How many weight lifters and pro athletes drink supplements with raw eggs? Lots!
post #11 of 14
Quote:
Originally Posted by mschauer View Post
From the USDA website and dated Aug 20 2008:

http://www.fsis.usda.gov/Factsheets/...Eggs/index.asp
Interesting since I really don't like egg white - I much prefer the yolk and often have it fairly runny. Hubby on the other hand usually throw the yolk out and only eats the white due to cholestrol issues.
post #12 of 14
Quote:
Originally Posted by Yosemite View Post
I personally think it comes down to the old argument about our immune systems. We lived on a farm and ate eggs that were not washed in anti-bacterial anything.
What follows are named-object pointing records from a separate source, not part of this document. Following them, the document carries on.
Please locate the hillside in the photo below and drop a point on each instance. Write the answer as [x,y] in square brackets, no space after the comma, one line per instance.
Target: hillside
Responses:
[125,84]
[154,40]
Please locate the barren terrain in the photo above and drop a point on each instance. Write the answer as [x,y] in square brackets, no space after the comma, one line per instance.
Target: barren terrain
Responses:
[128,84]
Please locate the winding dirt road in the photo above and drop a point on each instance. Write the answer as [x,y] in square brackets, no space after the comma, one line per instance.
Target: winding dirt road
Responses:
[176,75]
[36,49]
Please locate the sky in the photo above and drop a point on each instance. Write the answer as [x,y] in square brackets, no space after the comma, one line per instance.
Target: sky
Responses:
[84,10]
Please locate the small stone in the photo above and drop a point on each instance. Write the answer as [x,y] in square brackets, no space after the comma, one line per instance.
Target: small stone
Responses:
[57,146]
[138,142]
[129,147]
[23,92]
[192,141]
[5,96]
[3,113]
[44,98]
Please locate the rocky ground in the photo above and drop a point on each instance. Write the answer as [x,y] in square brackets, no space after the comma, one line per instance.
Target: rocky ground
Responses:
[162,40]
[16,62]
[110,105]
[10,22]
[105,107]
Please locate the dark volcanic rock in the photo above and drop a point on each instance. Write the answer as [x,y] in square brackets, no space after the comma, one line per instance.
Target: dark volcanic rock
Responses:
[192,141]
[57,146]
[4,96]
None of us got salmonella. We pulled carrots out of a garden that had been spread with cow manure 2 months previously and ate them and we didn't get sick.

I make a cake or cookie batter using raw eggs and eat the batter with the raw eggs - haven't gotten sick.

I believe it could be a problem with folks who have a compromised immune system or low tolerance to bacteria but for healthy individuals I don't think it's cause for concern. I think this also is true of our healthy animals. Outdoor cats probably ingest more bacteria than we can even imagine and they tend to be fairly healthy.

How many weight lifters and pro athletes drink supplements with raw eggs? Lots!
I think it is important to not overlook this part:

Quote:
While the number of eggs affected is quite small...
post #13 of 14
Quote:
Originally Posted by mschauer View Post
I think it is important to not overlook this part:
As I said, it probably has much to do with the individual immune system whether you are going to be sick or not. Is salmonella not already in all our systems?
post #14 of 14
Stefan just drew my attention to this thread, which I missed.

I have several times used raw egg yolks beaten into goat milk as a good food for sick and orphaned kittens, especially where KMR is not available (I used to live in Bosnia). It is also useful if a cat stops eating due to illness, as they invariably love egg yolk, and it is easy to feed by syringe. I always wash the eggs in hot water before breaking them, and break them as carefully as I can to avoid contamination. But I have never had a salmonella problem.

I think it is probably a case of risk judgement. If it is the only way to save a life, then the risk is worth taking. If there are easy alternatives and you have any doubts about the safety of the eggs available, then not.